1

1.1K 182 46
                                    


"Aku ingin terbang tinggi seperti elang."

Jeongguk

2001

Lalu lalang mobil tidak begitu ada pengaruhnya untuk Jeongguk yang cuma sebatas bongkahan api. Melayang-layang diterpa angin dan sekarang sembunyi di balik rimbunnya daun sekitaran Candi Borobudur. Tumpukan batu besar yang membentuk sebuah bangunan peninggalan, sedikit lebih ramai dari biasanya. Kalau tidak hati-hati, Jeongguk bisa jadi bulan-bulanan warga. Tidak sedikit yang percaya kalau makhluk seperti dirinya bisa ditemui bahkan di siang hari. Ia baru bisa bernapas lega kalau hari mulai sedikit redup dan kedengaran lantunan suara orang mengaji dari musollah.

Kalau tidak karena butuh, Jeongguk bakal mengumpat ke siapa saja yang menyuruhnya datang ke tempat seperti ini. Ia harus menemui seseorang. Penting sekali sampai tidak bisa diwakilkan. Pada dasaranya memang ia tidak bisa disejajarkan dengan makhluk lain yang punya ilmu lebih rendah dari Banaspati. Sedang kawan satu spesiesnya pasti punya keteguhan sekeras dirinya yang pantang disuruh-suruh oleh makhluk lain. Kalaupun ia dimintai orang pintar untuk mengirim santet, Jeongguk biasanya tidak bakal terima tumbal manusia. Ia cuma butuh orang-orang datang ke pemakaman pahlawan di desa sekitar dan bersambang sampai akhir hayat mereka. Kedengaran lembek, kalau dipikir lagi.

Setelan warna biru telur asin dan celana kain cokelat yang lewat, seakan jadi penanda kalau Jeongguk sudah bertemu dengan orang yang tepat. Sosok pemuda itu tinggi dengan kacamata cokelat yang bertengger di hidung. Besar sampai mungkin bisa muat dua mata lain kalau diselipkan. Satu sunduk es krim yang mulai leleh di tangannya membuat Jeongguk ragu beberapa saat.

"Kowe nek arep seusatu, diomongken. Ojo mung ndelok i wae.[4]"

Jeongguk hampir terkesiap ketika mengambil wujud manusia dan sosok di hadapannya memutar badan. Bertemu tatap dengannya yang mengerjap-ngerjap keheranan. "Samean[5] bisa lihat aku?" Tanyanya.

"Yo iso. [6] Wong kita ini sejenis." Sosok itu punya senyum kotak

Jeongguk

2009

"Aku iki wes ngomong nek kowe iku canggung. [7]"

Sekarang Jeongguk terang-terangan mengerlingkan mata. Tidak perlu repot-repot menahan diri di hadapan kawan lamanya yang punya bara api pula di balik badan. Kalau disandingkan, mereka kelihatan beda. Satu dengan setelan baju abdi dalem yang rapi, lengkap dengan blangkon dan samir; satu lagi berbaju khas pakaian dinas sekretaris di jaman 1900-an. Keduanya duduk santai sambil minum kopi di warung. Mengambil wujud manusia sebentar supaya tidak dikejar-kejar warga. Capai juga kalau harus selalu sembunyi. "Ndasmu kuwi. [8]"

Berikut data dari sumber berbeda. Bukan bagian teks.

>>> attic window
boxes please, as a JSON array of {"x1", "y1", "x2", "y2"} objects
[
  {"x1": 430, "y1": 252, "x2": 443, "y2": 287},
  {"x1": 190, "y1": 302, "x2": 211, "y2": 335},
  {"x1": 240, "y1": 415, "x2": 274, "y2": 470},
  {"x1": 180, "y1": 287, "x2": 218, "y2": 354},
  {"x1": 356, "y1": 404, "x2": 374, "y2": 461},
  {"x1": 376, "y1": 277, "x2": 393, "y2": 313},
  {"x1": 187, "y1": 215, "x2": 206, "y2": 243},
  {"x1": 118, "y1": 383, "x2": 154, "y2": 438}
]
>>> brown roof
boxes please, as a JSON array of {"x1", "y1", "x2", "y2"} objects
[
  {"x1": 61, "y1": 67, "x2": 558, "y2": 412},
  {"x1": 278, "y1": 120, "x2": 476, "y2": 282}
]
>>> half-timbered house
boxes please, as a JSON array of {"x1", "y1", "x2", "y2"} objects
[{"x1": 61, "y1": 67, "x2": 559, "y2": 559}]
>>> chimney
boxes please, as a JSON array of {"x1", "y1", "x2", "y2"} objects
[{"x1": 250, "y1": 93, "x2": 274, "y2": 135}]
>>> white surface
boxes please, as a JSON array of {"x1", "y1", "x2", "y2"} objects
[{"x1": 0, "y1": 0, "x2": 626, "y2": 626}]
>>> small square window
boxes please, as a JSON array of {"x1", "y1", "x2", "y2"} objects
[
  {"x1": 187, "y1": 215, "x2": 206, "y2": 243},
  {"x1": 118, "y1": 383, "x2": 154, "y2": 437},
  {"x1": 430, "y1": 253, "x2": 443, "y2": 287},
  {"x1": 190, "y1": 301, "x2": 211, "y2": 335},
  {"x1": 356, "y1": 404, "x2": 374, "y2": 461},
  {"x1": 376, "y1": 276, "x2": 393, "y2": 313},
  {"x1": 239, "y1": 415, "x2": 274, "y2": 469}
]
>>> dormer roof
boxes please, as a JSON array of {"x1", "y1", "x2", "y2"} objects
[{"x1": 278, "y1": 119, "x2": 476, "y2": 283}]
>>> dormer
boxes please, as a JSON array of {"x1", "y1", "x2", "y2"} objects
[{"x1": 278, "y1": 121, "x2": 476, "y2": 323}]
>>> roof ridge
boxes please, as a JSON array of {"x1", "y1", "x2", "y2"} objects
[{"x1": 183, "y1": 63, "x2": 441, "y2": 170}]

"Nek ora [9], coba tanya Adriaan."

"Nyapo malah jebul Adriaan? [10]"

"Kalian berdua, kan, kemana-mana kayak petani dan bebek. Nek de e nyuruh kowe mangan boto, paling juga mbok pangan. [11]"

"Untumu. [12]"

Jeongguk bisa dengar suara lawan bicaranya yang terbahak-bahak sampai hampir menyenggol seorang ibu-ibu yang mengantar kopi. Setelah diletakkan di meja, baru kawannya minta maaf.

"Jeongguk, aku masih heran. Wajahmu nggak ada jowo-jowone blas. [13]" Suara seruputan kopi jadi penjeda. "Waktu pertama ketemu, kalau aku nggak sadar kamu itu sejenis dengan aku, aku bakal tertawa di depan wajah kamu."